Another problem comes to mind. When you run delete SensorClass::instance(), you get rid of some object (on the heap, one hopes). Who tells the singleton holder that its object is gone? E.g. so that the next call to SensorClass::instance() knows it needs to allocate another instance? Is this handled properly in SensorClass::~SensorClass?
Suppose that's not a problem. That likely means that the pointer to the instance is held in a global variable (or, e.g. a class level static member). It probably doesn't matter for this situation, but is access to that member properly synchronized? I.e. is there a mutex that's locked for each access to it?
You really don't want to run your initialization in thread. That is issue number one that dramatically complicates your problem and which is the kind of thing for some reason no one points out.
Just make the initialization its own function, then have a guard variable and lock, and have everything that uses it separately initialize it when they start up.
So you're signaling by writing something to the pipe, and the pipe is only created once - i.e. reused in the later threads?
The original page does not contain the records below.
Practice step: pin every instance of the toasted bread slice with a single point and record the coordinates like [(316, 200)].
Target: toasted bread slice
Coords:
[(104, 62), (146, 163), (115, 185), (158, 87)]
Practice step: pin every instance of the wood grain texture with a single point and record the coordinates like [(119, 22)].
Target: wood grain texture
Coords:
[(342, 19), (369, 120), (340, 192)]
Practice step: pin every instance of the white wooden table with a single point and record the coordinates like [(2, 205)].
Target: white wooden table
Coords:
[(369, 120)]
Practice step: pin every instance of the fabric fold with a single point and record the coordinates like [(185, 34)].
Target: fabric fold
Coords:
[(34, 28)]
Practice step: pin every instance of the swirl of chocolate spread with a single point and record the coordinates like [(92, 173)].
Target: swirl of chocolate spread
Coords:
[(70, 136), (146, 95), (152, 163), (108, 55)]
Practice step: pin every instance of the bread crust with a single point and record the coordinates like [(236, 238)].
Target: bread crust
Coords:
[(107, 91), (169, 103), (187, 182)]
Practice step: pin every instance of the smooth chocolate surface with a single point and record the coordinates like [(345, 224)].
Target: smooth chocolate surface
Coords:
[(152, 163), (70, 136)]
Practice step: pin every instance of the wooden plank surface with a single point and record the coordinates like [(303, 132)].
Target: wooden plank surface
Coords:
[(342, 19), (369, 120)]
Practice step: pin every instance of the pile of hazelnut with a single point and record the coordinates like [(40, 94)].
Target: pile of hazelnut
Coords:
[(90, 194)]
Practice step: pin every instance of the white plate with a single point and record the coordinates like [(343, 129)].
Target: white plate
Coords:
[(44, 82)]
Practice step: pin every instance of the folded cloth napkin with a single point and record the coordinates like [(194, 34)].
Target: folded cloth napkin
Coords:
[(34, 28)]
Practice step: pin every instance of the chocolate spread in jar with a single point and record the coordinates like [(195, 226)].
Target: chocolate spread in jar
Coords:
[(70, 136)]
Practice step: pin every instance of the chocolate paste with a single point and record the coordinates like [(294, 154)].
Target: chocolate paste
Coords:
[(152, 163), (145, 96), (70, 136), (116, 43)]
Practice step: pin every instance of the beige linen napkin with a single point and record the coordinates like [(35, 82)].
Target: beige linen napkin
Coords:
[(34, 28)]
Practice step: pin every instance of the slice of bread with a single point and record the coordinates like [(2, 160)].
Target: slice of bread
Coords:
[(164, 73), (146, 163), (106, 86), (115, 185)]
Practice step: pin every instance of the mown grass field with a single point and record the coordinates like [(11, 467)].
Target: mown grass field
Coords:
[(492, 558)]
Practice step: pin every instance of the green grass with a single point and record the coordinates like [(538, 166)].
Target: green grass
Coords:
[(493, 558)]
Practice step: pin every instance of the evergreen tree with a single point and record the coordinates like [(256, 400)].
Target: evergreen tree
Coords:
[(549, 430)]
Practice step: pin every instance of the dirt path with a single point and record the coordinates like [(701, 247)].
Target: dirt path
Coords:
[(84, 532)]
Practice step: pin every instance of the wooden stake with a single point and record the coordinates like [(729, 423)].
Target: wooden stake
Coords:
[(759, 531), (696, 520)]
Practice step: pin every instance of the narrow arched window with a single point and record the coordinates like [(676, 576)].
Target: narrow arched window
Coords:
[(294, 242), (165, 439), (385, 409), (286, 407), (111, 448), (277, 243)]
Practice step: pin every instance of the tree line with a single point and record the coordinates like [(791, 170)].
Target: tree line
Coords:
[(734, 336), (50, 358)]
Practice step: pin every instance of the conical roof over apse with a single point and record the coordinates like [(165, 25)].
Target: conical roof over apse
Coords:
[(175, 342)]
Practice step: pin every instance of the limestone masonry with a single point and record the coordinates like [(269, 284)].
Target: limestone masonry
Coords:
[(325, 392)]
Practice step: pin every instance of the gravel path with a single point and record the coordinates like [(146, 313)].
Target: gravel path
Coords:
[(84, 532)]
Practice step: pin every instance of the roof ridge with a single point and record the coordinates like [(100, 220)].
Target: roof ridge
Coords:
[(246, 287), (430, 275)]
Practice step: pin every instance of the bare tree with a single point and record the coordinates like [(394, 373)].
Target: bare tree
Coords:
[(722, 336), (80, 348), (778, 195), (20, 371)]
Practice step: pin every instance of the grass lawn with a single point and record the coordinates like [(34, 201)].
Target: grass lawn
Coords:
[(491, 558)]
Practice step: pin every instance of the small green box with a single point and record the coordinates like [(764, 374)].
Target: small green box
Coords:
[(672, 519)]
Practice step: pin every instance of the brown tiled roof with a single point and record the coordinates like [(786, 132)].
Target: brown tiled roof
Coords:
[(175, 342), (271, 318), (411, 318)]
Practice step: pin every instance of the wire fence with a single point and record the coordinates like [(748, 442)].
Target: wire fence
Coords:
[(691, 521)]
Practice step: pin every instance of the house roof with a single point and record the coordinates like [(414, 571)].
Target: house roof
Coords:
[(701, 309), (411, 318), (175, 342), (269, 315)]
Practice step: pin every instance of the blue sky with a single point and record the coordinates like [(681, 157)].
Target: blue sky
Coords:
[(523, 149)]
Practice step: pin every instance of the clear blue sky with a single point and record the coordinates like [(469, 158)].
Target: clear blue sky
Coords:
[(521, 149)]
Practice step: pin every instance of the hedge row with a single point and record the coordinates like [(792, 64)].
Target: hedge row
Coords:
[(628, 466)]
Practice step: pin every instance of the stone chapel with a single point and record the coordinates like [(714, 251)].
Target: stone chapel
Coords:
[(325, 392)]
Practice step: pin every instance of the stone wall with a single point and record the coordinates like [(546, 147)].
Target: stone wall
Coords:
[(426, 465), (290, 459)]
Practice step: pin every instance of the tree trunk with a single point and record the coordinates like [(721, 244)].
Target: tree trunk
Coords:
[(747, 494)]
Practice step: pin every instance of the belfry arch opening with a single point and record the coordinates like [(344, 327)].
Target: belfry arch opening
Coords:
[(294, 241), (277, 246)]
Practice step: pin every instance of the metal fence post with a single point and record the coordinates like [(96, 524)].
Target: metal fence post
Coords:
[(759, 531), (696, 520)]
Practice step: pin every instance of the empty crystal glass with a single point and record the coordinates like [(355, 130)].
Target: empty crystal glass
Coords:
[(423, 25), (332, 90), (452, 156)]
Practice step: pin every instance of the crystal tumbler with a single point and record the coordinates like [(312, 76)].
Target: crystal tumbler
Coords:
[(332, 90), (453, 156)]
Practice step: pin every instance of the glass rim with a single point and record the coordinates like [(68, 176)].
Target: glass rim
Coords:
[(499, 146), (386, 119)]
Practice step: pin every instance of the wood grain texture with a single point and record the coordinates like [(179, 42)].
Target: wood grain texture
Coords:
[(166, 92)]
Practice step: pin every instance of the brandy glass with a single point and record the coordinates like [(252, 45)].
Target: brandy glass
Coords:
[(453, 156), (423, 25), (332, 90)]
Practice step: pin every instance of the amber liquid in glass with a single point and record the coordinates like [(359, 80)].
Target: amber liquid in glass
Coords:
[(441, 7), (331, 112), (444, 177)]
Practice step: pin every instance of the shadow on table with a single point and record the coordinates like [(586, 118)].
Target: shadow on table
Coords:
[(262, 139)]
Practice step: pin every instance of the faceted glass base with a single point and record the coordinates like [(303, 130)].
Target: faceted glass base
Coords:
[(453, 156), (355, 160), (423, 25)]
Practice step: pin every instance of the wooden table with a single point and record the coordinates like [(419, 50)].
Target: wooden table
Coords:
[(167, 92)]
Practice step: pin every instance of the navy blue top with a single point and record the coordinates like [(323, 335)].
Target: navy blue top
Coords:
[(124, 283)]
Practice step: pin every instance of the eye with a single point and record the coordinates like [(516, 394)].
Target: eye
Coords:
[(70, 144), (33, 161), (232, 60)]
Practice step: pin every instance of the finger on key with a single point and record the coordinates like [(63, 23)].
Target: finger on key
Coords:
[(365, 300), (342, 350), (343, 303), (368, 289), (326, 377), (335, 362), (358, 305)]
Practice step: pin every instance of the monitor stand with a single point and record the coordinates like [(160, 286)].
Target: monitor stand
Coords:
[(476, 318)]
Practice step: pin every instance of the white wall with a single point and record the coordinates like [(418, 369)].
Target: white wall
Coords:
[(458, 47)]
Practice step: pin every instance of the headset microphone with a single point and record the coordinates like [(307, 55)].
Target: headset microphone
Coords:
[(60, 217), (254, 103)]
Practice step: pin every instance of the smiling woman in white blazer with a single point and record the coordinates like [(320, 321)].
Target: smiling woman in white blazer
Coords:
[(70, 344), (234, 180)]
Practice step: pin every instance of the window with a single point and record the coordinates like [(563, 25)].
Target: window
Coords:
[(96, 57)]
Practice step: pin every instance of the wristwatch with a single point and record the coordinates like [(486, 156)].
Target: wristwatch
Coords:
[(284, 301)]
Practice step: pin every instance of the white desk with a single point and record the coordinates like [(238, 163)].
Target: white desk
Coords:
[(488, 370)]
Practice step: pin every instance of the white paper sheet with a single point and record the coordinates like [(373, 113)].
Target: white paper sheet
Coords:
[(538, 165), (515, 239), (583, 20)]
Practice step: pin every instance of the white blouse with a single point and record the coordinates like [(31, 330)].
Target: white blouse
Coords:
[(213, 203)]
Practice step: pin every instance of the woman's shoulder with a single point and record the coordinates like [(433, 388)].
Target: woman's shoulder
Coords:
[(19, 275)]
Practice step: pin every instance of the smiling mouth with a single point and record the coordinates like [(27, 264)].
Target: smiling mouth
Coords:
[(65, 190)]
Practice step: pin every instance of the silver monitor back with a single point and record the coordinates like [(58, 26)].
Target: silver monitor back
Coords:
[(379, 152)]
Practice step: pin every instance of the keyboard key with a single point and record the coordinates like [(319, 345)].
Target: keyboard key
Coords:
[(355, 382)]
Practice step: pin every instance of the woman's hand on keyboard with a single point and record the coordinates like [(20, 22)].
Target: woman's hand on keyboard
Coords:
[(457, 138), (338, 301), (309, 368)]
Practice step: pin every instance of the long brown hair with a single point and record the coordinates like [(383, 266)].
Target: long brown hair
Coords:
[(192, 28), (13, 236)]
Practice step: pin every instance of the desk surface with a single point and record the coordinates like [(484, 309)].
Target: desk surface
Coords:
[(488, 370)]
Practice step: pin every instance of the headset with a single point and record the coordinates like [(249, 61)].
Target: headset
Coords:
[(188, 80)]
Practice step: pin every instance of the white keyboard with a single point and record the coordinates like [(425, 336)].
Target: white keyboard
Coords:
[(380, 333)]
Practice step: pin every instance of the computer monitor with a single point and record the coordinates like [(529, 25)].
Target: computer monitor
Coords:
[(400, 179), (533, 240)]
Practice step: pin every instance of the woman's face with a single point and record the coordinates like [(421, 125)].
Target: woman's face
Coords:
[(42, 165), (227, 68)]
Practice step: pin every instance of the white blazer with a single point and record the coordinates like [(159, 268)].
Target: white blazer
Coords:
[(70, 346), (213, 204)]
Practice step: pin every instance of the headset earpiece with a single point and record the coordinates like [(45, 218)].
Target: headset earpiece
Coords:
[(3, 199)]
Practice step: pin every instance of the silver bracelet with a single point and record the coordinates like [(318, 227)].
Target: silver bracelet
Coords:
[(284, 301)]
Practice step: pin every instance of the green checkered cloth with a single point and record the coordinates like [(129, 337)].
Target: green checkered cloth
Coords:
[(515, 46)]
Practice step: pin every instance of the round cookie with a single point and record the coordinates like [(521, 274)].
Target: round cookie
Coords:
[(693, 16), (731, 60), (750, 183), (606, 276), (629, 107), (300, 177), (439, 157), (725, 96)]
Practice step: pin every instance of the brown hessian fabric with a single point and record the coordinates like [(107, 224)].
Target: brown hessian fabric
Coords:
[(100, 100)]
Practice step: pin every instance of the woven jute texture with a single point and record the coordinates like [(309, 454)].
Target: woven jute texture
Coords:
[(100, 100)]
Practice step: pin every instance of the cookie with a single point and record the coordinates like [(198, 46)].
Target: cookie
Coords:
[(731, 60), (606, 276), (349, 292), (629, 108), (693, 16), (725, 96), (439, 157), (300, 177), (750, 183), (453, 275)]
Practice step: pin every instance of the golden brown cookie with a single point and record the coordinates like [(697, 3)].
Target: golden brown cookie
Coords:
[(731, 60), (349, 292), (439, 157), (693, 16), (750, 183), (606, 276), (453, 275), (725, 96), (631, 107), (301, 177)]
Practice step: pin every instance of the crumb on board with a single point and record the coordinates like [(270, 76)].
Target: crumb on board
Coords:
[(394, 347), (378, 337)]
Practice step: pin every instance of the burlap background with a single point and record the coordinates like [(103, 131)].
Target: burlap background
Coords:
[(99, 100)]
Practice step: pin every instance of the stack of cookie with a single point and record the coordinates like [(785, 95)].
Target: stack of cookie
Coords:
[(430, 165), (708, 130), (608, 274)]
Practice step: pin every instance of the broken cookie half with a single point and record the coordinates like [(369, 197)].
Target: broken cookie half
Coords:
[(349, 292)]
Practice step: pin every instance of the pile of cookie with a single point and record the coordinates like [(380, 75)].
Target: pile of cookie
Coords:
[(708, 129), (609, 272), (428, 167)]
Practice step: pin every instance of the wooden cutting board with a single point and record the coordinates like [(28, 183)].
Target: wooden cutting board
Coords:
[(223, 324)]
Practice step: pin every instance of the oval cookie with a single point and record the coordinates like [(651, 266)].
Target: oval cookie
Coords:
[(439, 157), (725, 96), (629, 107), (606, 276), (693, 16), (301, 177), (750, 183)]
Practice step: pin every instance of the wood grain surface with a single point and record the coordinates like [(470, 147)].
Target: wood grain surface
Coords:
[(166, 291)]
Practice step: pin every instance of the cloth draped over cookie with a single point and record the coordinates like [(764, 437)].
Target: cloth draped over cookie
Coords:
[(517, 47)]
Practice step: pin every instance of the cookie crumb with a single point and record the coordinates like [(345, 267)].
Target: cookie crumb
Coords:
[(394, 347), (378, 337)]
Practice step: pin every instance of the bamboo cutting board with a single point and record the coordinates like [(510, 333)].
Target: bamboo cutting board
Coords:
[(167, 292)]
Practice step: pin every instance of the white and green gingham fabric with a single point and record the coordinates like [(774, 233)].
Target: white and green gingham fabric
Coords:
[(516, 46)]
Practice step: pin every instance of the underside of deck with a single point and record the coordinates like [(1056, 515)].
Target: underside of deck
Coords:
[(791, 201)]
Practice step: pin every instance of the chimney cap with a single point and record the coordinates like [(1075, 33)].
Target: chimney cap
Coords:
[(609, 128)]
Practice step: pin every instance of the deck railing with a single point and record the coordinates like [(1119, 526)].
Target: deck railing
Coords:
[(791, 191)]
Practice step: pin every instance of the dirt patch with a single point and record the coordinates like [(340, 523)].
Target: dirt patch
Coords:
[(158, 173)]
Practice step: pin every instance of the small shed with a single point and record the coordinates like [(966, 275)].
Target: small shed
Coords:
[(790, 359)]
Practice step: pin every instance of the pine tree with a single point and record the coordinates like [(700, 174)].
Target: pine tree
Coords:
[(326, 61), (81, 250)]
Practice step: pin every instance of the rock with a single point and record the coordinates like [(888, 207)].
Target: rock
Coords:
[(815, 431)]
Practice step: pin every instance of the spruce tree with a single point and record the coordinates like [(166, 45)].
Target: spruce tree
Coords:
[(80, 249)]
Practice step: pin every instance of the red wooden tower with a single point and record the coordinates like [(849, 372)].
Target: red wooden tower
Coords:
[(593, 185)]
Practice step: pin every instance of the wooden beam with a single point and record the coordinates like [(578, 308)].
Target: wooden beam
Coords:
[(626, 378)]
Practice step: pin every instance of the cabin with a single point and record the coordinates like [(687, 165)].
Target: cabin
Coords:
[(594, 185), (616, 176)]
Read the signaling away from the pipe. Assuming you signal by writing a single byte, then instead of just breaking out, you'd do something like (NB, no error checking etc below):
if(FD_ISSET(gPipeFdWind[0],&readfs)) {
char c;
read(gPipeFdWind[0], &c, 1);
break;
}
There are also Qt classes for handling socket I/O, e.g. QTcpSocket, which would make the code not only cleaner, also more cross-platform. Or at least QSocketNotifier to abstract the select away.